Summer is finally here, yay! Who doesn’t love this time of year? For young people, in particular, it’s a time of fun. But there is another side of summer that parents, teachers and coaches know all too well: the dreaded summer slide. In case you’re not familiar with the concept, the summer slide is what happens when kids are out of class and off the fields and courts and their skills begin to slip away.
Every fall, the average teacher spends four to six weeks re-teaching material students have forgotten over the summer. This consumes valuable class time and — for those students that didn’t suffer the slide — can lead to boredom and inattention, which can, in turn, lead to additional academic and behavioral problems.
The same impact is seen among student athletes who go from a highly structured program during the school year to a far less regimented one over the summer. As with academics, the impact can take time to overcome. In fact, after just two weeks of reduced physical activity, lean muscle mass is lost, forcing coaches to do remedial work to get their teams back into shape.
The slide is also an issue among student musicians. When band and school music programs shut down for the summer, kids and teens are left to their own devices to find opportunities to play. While it’s true that private lessons may continue the structured activities that are so important for skill development, they may not be as present or pressing as they are during the school year.
One approach is to extend the school year. A growing number of districts around the country are currently providing full-year programs and even more offer extended school year services for students on individual educational plans (IEPs). As appealing and effective as this approach may be, it has its drawbacks: teacher and student burnout, scheduling facility upkeep and renovation and cost among them.
Programs like Explo, though, provide an alternative. These camps, which are held at Yale, Wellesley and Wheaton, combine traditional camp activities with more academic pursuits that help keep kids engaged and help develop their abilities. Many universities also offer their own independent programs that target high school students with specific academic interests.
On the athletic side of the ledger, services like CoachUp offer private coaching for student athletes. Even for players of team sports, a private program can focus on keeping specific skills sharp. Summer leagues and sports-specific camps can also be helpful for keeping student athletes at the top of their game and to prepare them for the fall sports.
For student musicians, programs like School of Rock run year round and provide an outlet and opportunity for kids to continue to hone their skills with peers.
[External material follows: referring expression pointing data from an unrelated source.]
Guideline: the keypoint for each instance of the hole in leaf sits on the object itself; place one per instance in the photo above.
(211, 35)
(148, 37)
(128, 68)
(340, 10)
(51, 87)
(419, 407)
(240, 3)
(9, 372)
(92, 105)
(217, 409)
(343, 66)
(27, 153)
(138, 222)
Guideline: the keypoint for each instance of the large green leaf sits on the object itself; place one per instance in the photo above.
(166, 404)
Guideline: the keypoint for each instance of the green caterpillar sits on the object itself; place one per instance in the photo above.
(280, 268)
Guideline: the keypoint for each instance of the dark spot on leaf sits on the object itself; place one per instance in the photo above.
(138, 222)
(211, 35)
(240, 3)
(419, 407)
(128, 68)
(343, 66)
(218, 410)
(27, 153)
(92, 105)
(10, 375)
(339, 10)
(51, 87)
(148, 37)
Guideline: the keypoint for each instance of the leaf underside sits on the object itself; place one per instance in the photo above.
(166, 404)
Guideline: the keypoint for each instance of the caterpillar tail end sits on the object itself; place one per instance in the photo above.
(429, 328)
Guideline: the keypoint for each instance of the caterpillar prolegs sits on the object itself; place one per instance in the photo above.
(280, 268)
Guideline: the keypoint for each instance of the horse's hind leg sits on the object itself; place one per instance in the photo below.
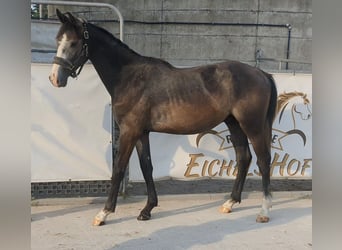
(143, 150)
(127, 140)
(262, 147)
(243, 160)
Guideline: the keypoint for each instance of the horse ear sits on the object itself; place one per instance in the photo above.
(61, 16)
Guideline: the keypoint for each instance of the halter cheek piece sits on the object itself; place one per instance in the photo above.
(76, 67)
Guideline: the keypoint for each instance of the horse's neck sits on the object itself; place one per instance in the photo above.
(108, 57)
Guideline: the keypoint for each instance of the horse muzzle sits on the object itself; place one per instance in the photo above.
(56, 81)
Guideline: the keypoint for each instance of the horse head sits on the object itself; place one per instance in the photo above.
(72, 49)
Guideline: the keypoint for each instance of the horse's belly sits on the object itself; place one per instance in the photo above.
(187, 120)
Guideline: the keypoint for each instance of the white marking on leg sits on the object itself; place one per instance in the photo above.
(265, 207)
(227, 207)
(100, 218)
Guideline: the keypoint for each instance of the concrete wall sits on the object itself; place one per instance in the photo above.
(188, 45)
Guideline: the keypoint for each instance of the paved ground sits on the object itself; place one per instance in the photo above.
(179, 222)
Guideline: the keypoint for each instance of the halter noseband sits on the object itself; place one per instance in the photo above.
(75, 68)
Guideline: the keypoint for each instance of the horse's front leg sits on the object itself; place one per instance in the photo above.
(126, 145)
(143, 149)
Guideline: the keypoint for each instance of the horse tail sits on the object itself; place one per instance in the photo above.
(272, 107)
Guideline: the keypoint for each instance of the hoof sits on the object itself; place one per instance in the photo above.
(143, 216)
(225, 210)
(262, 219)
(97, 222)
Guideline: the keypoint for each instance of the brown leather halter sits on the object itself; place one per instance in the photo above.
(76, 67)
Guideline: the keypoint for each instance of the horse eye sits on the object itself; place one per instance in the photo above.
(73, 44)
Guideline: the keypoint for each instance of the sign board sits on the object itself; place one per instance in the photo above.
(71, 135)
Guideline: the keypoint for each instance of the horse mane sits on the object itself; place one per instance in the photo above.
(284, 98)
(112, 37)
(118, 42)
It might not be quite the same as playing clarinet in the high school marching band, but it encourages and supports the kind of musical thinking that can get rusty over the summer months if no outlet is available.
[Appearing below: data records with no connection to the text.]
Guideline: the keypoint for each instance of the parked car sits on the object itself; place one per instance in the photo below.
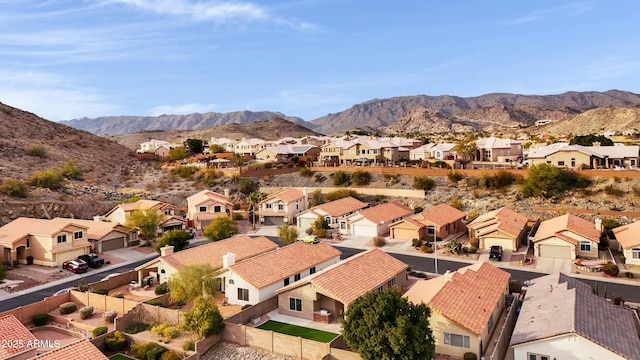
(77, 266)
(93, 260)
(495, 253)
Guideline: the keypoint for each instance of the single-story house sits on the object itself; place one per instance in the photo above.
(169, 262)
(561, 318)
(332, 211)
(327, 294)
(501, 227)
(49, 242)
(567, 237)
(256, 279)
(628, 237)
(375, 221)
(207, 205)
(465, 307)
(438, 222)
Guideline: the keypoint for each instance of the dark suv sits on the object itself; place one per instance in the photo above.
(495, 253)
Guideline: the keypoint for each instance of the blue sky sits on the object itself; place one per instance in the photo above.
(65, 59)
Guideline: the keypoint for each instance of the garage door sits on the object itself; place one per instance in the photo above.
(68, 255)
(554, 251)
(273, 221)
(112, 244)
(364, 230)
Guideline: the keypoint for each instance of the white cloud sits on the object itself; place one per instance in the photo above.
(183, 109)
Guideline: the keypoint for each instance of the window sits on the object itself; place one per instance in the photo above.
(243, 294)
(295, 304)
(585, 246)
(457, 340)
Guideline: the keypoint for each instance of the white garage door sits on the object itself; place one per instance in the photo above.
(68, 255)
(364, 230)
(555, 251)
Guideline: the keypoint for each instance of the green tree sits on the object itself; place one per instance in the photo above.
(177, 153)
(204, 318)
(254, 199)
(384, 325)
(193, 281)
(220, 228)
(177, 238)
(14, 187)
(146, 222)
(287, 234)
(194, 146)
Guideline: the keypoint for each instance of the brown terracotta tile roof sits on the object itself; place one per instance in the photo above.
(468, 298)
(627, 235)
(274, 266)
(354, 276)
(242, 245)
(568, 222)
(79, 350)
(386, 212)
(441, 215)
(502, 219)
(341, 206)
(12, 331)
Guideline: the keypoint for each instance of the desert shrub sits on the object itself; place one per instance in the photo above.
(189, 345)
(423, 183)
(14, 188)
(86, 312)
(67, 308)
(136, 328)
(36, 150)
(163, 288)
(99, 331)
(611, 269)
(361, 178)
(455, 176)
(101, 291)
(115, 341)
(109, 316)
(40, 319)
(340, 178)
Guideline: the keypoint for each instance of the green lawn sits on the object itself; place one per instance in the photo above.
(120, 357)
(306, 333)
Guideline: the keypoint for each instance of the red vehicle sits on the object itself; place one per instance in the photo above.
(77, 266)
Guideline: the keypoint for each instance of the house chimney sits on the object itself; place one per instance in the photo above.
(228, 259)
(166, 250)
(598, 222)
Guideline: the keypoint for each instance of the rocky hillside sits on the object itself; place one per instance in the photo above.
(114, 125)
(487, 112)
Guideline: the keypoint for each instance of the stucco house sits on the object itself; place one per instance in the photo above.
(256, 279)
(169, 262)
(561, 318)
(106, 235)
(501, 227)
(332, 211)
(122, 212)
(50, 242)
(207, 205)
(628, 237)
(465, 307)
(327, 294)
(441, 222)
(375, 221)
(567, 237)
(282, 206)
Brands that reach and communicate with teens should also consider how their messaging might change during the summer months. Kids have more time on their hands during the summer and their minds are more focused on fun and freedom. This reality should shape brand engagement. Messaging doesn’t need to be all about fun in the sun.
Solving for the summer slide isn’t an issue marketers can or should address on their own. Messages that support teens to read, play and make music shouldn’t be relegated to PSAs appearing in remnant inventory. Marketers should consider where these kinds of messages can be woven appropriately into their stories to encourage teens to take a more active and engaged approach to the summer.